I'm new here. Looks like a great site!
This will be my first year at making my own
props. Wish me luck, because I know I may need it!


----------



## Bloodhound (Oct 16, 2007)

Welcome Jeff, you came to the right place. Tons of help and how to's and most of all The Best people in any Forum. Glad you found us.


----------



## Frighteners Entertainment (Jan 24, 2006)

Agree with BloodHound and glad to have you here!!!


----------



## BadTable Manor (Apr 16, 2008)

Welcome aboard, Midnight. Looking forward to seeing you on the boards


----------



## eanderso13 (Apr 10, 2008)

Welcome to the beautiful insanity! Tons of help here, I'm sure you'll find.


----------



## DeathTouch (Sep 6, 2005)

Welcome Dude!


----------



## Adam I (Jun 16, 2007)

Welcome, Stay Awhile


----------



## PrettyGhoul (Oct 7, 2005)

*Hi midnight_moon and welcome to HauntForum!*


----------



## scream1973 (Dec 23, 2007)

Welcome .. you will find lots of twisted ideas which are sure to make you think..


----------



## perdidoman (Dec 2, 2007)

*Welcome New dude*


----------



## scareme (Aug 29, 2006)

Hi and welcome to the forum. Everyone here will be glad to try and help.


----------



## Bone Dancer (Oct 7, 2005)

Greetings and welcome, this is the right place to be. Don't forget to take pics of your work we like to see them. Also check this link for how-tos and ideas.

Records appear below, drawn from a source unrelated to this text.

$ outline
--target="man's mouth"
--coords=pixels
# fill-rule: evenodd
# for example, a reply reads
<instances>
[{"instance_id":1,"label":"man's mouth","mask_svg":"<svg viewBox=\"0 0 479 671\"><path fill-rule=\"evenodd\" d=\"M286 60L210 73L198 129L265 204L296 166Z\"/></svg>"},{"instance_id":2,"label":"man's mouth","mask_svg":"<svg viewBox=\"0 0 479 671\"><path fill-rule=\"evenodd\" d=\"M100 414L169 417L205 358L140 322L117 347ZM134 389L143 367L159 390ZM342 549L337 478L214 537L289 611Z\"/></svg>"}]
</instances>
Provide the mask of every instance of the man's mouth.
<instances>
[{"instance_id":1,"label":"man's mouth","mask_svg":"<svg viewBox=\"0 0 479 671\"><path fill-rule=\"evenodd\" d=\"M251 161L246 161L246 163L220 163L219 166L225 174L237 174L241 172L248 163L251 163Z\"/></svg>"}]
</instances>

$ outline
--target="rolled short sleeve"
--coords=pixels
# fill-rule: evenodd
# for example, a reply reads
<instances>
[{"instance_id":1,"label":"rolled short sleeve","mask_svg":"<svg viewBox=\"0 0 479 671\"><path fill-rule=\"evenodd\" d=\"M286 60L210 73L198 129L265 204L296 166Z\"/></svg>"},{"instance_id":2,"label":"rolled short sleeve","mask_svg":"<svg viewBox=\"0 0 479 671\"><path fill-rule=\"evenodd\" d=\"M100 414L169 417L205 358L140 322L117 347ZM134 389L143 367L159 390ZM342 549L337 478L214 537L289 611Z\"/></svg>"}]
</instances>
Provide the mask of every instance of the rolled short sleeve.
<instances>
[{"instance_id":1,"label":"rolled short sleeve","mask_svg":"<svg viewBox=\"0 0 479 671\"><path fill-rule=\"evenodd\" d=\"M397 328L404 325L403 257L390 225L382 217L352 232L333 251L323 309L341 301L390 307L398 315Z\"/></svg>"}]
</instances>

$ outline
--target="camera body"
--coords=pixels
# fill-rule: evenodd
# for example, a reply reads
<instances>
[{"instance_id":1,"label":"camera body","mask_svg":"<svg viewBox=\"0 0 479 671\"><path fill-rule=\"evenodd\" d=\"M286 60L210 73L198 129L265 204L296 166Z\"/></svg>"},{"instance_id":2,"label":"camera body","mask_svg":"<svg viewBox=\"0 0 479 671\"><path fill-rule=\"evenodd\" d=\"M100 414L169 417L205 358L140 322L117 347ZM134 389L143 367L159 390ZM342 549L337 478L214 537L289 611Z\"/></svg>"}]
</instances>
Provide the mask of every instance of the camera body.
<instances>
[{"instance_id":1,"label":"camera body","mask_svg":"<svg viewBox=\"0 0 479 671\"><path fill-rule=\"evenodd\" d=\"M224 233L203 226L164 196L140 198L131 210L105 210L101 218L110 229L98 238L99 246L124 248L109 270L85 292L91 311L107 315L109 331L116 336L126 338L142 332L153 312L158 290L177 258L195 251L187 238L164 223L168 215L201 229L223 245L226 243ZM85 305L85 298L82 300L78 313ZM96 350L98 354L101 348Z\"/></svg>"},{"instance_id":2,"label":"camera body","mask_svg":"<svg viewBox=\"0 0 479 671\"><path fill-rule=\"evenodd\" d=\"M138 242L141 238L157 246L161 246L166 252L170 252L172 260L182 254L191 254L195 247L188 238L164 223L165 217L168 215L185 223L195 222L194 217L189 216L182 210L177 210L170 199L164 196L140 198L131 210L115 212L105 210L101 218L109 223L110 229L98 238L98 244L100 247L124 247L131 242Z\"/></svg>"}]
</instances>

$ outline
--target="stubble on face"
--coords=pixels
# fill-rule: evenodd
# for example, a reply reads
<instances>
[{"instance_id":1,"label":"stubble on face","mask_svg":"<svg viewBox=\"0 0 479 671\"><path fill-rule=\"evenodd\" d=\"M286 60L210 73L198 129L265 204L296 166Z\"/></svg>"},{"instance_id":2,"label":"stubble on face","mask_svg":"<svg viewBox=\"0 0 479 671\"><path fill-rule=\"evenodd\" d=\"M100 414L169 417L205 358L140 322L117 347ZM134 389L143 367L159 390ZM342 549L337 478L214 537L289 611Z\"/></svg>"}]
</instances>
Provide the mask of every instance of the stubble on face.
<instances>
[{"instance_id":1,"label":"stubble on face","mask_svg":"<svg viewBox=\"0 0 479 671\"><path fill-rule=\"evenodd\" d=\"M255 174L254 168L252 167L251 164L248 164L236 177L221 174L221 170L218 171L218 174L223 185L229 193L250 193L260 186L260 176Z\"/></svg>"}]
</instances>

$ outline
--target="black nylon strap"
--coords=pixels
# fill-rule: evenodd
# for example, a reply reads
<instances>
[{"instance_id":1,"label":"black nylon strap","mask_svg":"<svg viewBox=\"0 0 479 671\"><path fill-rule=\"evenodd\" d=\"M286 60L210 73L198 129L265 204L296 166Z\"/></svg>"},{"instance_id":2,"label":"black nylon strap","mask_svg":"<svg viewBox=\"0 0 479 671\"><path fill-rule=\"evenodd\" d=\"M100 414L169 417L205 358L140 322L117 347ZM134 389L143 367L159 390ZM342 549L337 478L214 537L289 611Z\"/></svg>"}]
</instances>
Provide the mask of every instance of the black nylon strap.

http://www.halloweenmonsterlist.info/


----------



## Vlad (Aug 2, 2005)

Welcome to the forum MM. Everyone starts somewhere, you may even help us out with some fresh perspectives on things. Stop in to chat and say hi to the gang as well.


----------



## trishaanne (Aug 20, 2005)

Welcome. Pop into chat and say HI.


----------



## pyro (Oct 7, 2006)

hello and welcome


----------



## dave the dead (Jan 31, 2007)

howdy and welcome!


----------



## DarkShadows (Feb 6, 2006)

welcome, im from illinois too but up by chicago


----------



## Ghostess (Aug 21, 2005)

Welcome to your new home away from home!


----------



## slimy (Jul 12, 2006)

Lots of very talented people here. 

Welcome to the forum.


----------



## midnight_moon (Apr 28, 2008)

Thanks to all,
I will take pics of my progress.
My first atempt will just be a stand-up static prop.
My theme will be a graveyard. Last year was small, but this year,
I want the whole front yard done up! OK well, most of the yard. LOL!


----------



## Wyatt Furr (Jun 5, 2006)

Howdy and Welcome


----------



## Verno77 (Apr 6, 2008)

Hi, I'm for IL, too.


----------



## Lilly (Jun 13, 2006)

welcome midnight_moon
and ghoul luck to you, don't be afraid to ask for any help from everyone


----------